And just confirming the amount of frosting is enough for all of the decorations like you did?
Mary
Hello Rose-
If I wanted use eggs in this recipe, how many should it be and what would I remove from the recipe in exchange for the eggs?
Thanks in advance!
Rose Atwater
I haven't made any substitutions for this recipe so I really can't say. I'm sorry!
Mary
No problem Rose - thank you so much for sharing this recipe and all of the helps and great details!!
Have a blessed day!
Christine
I made this for my friend/colleague's birthday. She is soy, gluten and dairy intolerant. My experience with baking gf has been grainy textured foods and that is what I was expecting. This was anything but. It was more like a fudgy brownie. It was absolutely delicious and a huge hit in the office! (I'll be having a second slice before the day is over!)
Rose Atwater
I'm so, so happy to hear this!
Kelly
do you think it would be okay to use regular coconut oil instead of nutiva organic shortening? I can't find that shortening anywhere in surrounding stores
Rose Atwater
Hmmm, I'm honestly not sure. I haven't tried any substitutions in this recipe.
James
Nice. but just read the ingredients and what they contain. unfortunately it's not all soya free
Rose Atwater
I double and triple-checked ingredients for my client and I'm certain I used soy-free ingredients.
Summer
This was my concern as well, because the "butter" you mentioned says "may contain soy" on the back of the box.
Mary
The butter listed and sold near me says "contains soy" so maybe they changed the recipe. I used Miyoko's creamery plant milk butter which clearly says "no soy" and it worked great! I made cupcakes at 350 for 18 minutes and the kids loved them. My sons best friend is allergic to dairy, soy and gluten and his mom was so touched that we made sure the birthday cake was safe so he could participate!
Rose Atwater
I am just about to research and update the recipe - I had no idea they'd added soy to the Country Crock.
Davida
Is there any way I could make this into cupcakes? I suspect it won’t rise it well but if I were to try, what should I set my oven to and for how long? I made this for a Christmas party that had a lot of people who had allergies and they loved it and want me to make it again for another function!
Susan
We haven't tried them as cupcakes, but I would bake them at 350 for about 18 minutes.
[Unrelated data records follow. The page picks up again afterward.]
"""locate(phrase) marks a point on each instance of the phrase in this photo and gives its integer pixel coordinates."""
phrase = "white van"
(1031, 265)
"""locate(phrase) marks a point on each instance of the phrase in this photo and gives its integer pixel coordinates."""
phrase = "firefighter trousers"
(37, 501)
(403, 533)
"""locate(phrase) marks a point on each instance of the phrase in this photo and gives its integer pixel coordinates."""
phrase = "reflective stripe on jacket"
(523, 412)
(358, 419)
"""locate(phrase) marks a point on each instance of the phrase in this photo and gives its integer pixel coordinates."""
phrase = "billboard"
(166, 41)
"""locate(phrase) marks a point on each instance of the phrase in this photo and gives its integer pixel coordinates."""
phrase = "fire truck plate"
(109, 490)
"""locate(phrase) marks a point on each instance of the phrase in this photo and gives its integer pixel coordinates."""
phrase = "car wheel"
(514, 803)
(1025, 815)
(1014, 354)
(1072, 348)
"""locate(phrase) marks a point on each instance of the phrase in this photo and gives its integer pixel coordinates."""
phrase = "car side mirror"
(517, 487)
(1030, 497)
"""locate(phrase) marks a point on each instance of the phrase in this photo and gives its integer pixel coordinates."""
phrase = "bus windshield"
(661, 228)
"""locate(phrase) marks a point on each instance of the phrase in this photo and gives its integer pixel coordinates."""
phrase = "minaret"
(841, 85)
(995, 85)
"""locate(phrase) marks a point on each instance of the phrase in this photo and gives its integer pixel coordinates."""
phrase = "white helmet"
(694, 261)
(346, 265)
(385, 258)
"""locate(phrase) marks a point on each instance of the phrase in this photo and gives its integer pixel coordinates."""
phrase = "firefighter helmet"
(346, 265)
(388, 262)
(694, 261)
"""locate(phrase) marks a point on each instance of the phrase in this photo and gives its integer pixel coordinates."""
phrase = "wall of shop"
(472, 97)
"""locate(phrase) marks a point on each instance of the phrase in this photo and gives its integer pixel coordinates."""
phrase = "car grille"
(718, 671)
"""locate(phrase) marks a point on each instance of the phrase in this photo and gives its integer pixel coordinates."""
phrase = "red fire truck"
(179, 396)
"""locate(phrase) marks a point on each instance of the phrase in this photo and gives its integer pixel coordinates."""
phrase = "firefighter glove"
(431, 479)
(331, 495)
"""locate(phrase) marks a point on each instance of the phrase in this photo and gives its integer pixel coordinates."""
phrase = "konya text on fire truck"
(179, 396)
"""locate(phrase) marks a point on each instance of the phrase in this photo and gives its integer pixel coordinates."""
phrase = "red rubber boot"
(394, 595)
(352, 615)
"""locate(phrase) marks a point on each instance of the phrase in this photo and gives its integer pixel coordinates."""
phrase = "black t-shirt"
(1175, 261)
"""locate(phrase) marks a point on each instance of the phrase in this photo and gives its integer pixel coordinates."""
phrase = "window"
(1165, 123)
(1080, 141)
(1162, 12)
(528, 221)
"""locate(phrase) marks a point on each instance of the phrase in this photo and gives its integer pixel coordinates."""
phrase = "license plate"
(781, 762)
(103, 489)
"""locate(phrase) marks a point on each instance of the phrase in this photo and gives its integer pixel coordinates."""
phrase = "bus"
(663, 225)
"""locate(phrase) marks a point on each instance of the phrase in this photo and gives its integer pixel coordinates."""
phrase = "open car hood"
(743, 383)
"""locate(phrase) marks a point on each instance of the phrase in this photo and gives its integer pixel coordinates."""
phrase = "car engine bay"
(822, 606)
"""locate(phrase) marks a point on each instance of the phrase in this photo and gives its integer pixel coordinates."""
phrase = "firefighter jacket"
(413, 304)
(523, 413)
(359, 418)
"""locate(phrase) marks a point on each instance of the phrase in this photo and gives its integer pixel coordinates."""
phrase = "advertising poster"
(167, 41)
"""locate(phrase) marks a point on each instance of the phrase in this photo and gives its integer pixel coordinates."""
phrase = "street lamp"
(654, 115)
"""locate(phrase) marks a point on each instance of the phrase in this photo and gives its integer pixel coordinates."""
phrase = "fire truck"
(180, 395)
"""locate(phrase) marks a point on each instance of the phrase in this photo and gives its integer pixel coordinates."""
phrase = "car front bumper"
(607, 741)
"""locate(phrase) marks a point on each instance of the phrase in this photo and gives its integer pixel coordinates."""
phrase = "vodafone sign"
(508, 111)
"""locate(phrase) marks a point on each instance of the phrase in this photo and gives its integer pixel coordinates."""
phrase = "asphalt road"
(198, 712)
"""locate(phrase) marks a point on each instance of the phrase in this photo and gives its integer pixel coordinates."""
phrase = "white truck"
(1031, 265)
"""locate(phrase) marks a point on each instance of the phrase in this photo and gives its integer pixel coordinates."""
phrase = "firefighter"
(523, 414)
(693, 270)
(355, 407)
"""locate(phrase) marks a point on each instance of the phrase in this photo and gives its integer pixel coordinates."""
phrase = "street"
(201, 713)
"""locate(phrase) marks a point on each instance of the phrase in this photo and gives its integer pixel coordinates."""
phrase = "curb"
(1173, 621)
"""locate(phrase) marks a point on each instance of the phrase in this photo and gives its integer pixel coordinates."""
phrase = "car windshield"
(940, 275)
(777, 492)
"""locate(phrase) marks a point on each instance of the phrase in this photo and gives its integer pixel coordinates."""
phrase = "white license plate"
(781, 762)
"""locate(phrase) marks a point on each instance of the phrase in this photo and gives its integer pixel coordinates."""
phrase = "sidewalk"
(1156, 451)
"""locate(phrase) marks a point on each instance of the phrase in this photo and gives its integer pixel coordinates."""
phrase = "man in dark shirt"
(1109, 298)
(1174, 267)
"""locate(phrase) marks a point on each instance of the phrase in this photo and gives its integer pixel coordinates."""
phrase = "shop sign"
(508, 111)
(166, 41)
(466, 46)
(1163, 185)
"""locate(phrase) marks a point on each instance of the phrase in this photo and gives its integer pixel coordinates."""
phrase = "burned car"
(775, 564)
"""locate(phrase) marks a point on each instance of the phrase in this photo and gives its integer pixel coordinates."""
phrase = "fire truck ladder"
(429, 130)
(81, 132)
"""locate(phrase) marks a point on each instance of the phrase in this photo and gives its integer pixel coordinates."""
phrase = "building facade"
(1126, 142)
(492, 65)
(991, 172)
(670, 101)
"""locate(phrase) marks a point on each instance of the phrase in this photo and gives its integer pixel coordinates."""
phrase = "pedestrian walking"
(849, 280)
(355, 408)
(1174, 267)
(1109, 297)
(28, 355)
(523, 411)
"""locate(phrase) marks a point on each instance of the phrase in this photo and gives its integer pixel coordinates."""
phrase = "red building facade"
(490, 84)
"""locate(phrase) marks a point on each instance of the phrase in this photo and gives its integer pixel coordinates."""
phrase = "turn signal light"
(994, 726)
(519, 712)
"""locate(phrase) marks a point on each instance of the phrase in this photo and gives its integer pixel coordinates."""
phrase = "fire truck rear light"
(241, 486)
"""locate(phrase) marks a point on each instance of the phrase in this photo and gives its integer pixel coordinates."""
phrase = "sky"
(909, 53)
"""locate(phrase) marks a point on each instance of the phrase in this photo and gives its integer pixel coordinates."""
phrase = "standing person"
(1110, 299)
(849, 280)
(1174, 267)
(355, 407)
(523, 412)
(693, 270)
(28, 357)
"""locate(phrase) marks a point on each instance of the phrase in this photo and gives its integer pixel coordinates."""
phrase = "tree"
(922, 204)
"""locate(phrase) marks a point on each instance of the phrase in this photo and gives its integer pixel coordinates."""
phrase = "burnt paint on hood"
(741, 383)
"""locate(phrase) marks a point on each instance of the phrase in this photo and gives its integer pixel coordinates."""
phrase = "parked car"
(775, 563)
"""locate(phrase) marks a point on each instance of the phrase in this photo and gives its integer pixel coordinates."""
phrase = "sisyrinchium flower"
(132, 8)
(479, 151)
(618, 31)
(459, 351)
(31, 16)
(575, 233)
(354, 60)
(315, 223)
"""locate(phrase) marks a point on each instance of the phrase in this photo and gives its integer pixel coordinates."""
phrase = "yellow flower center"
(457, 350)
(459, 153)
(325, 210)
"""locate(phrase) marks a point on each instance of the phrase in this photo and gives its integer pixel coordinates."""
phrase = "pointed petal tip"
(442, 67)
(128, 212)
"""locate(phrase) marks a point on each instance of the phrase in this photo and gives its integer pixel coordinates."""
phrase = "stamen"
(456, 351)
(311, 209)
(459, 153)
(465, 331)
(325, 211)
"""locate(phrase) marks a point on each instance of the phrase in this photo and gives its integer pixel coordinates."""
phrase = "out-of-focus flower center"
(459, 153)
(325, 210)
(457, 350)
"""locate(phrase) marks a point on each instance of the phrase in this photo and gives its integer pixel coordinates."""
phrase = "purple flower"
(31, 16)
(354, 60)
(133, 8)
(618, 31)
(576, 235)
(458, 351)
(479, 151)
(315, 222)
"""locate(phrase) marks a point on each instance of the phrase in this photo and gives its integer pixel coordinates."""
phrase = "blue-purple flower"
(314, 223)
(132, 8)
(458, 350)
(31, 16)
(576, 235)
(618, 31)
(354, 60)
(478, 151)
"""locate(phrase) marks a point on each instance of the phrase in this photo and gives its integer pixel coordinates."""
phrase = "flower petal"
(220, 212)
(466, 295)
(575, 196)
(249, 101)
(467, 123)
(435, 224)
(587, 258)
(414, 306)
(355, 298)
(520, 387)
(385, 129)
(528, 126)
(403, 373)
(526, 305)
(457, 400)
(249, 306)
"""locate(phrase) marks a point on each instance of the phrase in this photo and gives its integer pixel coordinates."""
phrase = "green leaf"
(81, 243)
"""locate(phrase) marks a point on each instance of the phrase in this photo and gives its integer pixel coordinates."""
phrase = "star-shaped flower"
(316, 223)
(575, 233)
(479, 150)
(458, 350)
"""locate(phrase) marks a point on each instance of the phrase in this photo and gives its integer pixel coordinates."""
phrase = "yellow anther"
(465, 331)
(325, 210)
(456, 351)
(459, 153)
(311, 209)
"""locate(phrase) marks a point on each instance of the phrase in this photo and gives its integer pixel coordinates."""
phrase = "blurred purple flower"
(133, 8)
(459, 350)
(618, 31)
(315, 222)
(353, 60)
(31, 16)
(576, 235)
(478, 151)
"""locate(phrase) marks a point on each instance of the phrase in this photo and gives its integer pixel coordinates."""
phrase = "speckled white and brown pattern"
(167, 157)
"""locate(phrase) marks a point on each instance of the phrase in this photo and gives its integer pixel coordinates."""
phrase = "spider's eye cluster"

Let us know if you give it a try as cupcakes!
Baldur Bear
Hello Rose, that recipe looks awesome. Thank you for sharing. I bake fairly often and use cocoa powder to dust the greased baking pans when dealing with a chocolate batter. This eliminates the white edges...an easy fix
Rose Atwater
Great tip - thank you!
Esme Slabbert
For sure on my list to try out as this is the perfect tested and 'free' type of recipe I have seen. Pinned it.